Intest Res 2018; 16(3): 384-392  https://doi.org/10.5217/ir.2018.16.3.384
β-(1,3)-Glucan derived from Candida albicans induces inflammatory cytokines from macrophages and lamina propria mononuclear cells derived from patients with Crohn’s disease
Kiyoto Mori1, Makoto Naganuma1, Shinta Mizuno1, Hiroaki Suzuki1, Mina T. Kitazume1, Katsuyoshi Shimamura1, Sayako Chiba1, Akira Sugita2, Katsuyoshi Matsuoka1, Tadakazu Hisamatsu3, Takanori Kanai1
1Division of Gastroenterology and Hepatology, Department of Internal Medicine, Keio University School of Medicine, Tokyo, 2Department of Surgery, Yokohama Municipal Citizen’s Hospital, Yokohama, 3The Third Department of Internal Medicine, Kyorin University School of Medicine, Tokyo, Japan
Correspondence to: Makoto Naganuma, Division of Gastroenterology and Hepatology, Department of Internal Medicine, School of Medicine, Keio University, 35 Shinanomachi, Shinjuku-ku, Tokyo 160-8582, Japan. Tel: +81-3-3353-1211, Fax: +81-3-5363-3670, E-mail: nagamakoto@z7.keio.jp
Co-Correspondence to Takanori Kanai, Division of Gastroenterology and Hepatology, Department of Internal Medicine, School of Medicine, Keio University, 35 Shinanomachi, Shinjuku-ku, Tokyo 160-8582, Japan. Tel: +81-3-3353-1211, Fax: +81-3-3341-3631, E-mail: takagast@keio.jp
Received: November 20, 2017; Revised: December 20, 2017; Accepted: December 22, 2017; Published online: February 20, 2018.
© Korean Association for the Study of Intestinal Diseases. All rights reserved.

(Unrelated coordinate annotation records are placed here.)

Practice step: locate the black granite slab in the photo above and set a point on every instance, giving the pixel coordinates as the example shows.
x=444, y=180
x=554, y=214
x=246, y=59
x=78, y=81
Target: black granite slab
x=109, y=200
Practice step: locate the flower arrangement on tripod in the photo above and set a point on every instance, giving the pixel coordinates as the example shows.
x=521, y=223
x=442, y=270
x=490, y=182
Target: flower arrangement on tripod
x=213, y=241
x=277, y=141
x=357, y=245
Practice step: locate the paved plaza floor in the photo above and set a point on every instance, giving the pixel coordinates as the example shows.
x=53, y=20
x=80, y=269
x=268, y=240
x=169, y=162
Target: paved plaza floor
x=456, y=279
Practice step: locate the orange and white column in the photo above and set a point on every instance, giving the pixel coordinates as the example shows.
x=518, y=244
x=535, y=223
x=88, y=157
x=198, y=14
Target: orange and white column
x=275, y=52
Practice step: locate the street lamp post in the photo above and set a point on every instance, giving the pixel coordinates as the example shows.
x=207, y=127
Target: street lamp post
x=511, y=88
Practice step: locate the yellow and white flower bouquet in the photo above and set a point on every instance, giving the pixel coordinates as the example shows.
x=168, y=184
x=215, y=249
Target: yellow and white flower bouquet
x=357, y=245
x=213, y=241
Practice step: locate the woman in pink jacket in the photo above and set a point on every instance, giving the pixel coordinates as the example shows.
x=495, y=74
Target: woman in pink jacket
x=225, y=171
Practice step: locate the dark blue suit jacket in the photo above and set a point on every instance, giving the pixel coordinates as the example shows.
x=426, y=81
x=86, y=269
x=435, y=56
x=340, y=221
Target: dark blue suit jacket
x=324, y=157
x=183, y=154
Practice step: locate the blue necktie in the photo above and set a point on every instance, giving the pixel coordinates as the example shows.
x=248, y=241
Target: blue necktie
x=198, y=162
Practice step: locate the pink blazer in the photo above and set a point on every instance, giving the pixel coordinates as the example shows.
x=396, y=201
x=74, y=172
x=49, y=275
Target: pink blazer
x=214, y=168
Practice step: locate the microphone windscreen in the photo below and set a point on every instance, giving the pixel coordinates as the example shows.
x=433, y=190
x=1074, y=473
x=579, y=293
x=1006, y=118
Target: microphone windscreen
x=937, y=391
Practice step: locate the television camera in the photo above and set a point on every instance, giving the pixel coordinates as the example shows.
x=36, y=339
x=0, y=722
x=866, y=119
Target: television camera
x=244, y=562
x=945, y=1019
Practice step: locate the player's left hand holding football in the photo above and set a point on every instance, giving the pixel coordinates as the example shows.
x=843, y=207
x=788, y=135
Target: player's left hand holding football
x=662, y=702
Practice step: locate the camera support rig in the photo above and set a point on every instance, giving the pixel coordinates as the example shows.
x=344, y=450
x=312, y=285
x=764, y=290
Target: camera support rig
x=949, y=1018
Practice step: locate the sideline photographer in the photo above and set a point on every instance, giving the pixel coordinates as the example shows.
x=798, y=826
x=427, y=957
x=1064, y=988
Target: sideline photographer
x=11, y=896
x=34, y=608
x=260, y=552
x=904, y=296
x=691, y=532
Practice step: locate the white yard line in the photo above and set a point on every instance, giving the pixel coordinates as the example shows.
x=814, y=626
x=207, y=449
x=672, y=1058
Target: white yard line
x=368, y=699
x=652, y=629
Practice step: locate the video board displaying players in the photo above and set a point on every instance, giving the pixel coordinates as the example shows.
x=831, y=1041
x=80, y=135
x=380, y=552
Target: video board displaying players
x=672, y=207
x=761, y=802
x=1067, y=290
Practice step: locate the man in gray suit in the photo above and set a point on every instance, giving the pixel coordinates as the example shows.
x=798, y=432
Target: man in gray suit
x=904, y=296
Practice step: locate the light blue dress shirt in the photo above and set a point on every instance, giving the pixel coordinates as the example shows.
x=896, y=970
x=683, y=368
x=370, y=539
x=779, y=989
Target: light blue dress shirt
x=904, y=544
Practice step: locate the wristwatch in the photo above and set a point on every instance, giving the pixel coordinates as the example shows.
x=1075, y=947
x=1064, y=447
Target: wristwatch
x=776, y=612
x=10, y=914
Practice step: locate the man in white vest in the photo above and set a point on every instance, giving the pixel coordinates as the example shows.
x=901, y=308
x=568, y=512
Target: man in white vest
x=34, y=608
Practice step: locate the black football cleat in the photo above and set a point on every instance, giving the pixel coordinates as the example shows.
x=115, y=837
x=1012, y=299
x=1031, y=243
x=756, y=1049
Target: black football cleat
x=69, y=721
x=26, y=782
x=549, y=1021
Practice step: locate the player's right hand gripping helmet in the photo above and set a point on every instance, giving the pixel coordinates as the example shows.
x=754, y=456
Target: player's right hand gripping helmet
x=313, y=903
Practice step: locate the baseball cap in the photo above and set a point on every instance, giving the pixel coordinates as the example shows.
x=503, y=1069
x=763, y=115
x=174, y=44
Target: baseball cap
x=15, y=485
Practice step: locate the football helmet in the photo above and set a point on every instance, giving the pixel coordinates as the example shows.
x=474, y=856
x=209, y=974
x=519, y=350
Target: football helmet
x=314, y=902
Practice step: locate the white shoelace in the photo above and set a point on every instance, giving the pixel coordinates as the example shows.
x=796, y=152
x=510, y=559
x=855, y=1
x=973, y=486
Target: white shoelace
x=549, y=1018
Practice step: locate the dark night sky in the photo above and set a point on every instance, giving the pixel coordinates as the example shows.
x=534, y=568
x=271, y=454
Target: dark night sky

This is an Open Access article distributed under the terms of the Creative Commons Attribution Non-Commercial License (http://creativecommons.org/licenses/by-nc/4.0) which permits unrestricted non-commercial use, distribution, and reproduction in any medium, provided the original work is properly cited.
Abstract
Background/Aims: Recent research has highlighted the importance of interactions between commensal fungi and intestinal inflammation. However, there are few studies investigating whether commensal fungi contribute to inflammation in patients with Crohn’s disease (CD). The aim of this study is to investigate reveal interactions between commensal fungi and host immune cells in CD. Methods: CD14-positive monocytes were isolated from peripheral blood mononuclear cells from healthy human volunteers and then differentiated in the presence of macrophage colony-stimulating factor (M-CSF) (referred to as M-macrophages, M-Mφs) or M-CSF and interferon-γ (IFN-γ) (referred to as M-gamma macrophages, Mγ-Mφs). Cytokine production by these in vitro differentiated macrophages in response to β-(1,3)-glucan was analyzed by flow cytometry. Expression of Dectin-1 was examined using flow cytometry, western blotting, and quantitative reverse transcription-polymerase chain reaction. Cytokine production by in vitro differentiated macrophages in response to β-(1,3)-glucan was measured in the presence of an anti-Dectin-1 receptor antagonist, anti-Syr, or an anti-Fas-1 antibody. Cytokine production by lamina propria mononuclear cells (LPMCs) derived from CD patients in response to β-(1,3)-glucan was also analyzed. Results: Mγ-Mφs produced a large amount of tumor necrosis factor-α (TNF-α) and interleukin-6 in response to β-(1,3)-glucan. Dectin-1 expression was significantly higher in Mγ-Mφs than in M-Mφs. The increase in TNF-α production by Mγ-Mφs stimulated with glucan was reversed by blocking Dectin-1, Syr or Fas-1. LPMCs derived from CD patients stimulated with β-(1,3)-glucan produced significantly higher amount of TNF-α than LPMCs derived from UC patients. Conclusions: These results suggest that commensal fungal microbiota may contribute to the pathogenesis of CD by inducing macrophages-derived pro-inflammatory cytokines.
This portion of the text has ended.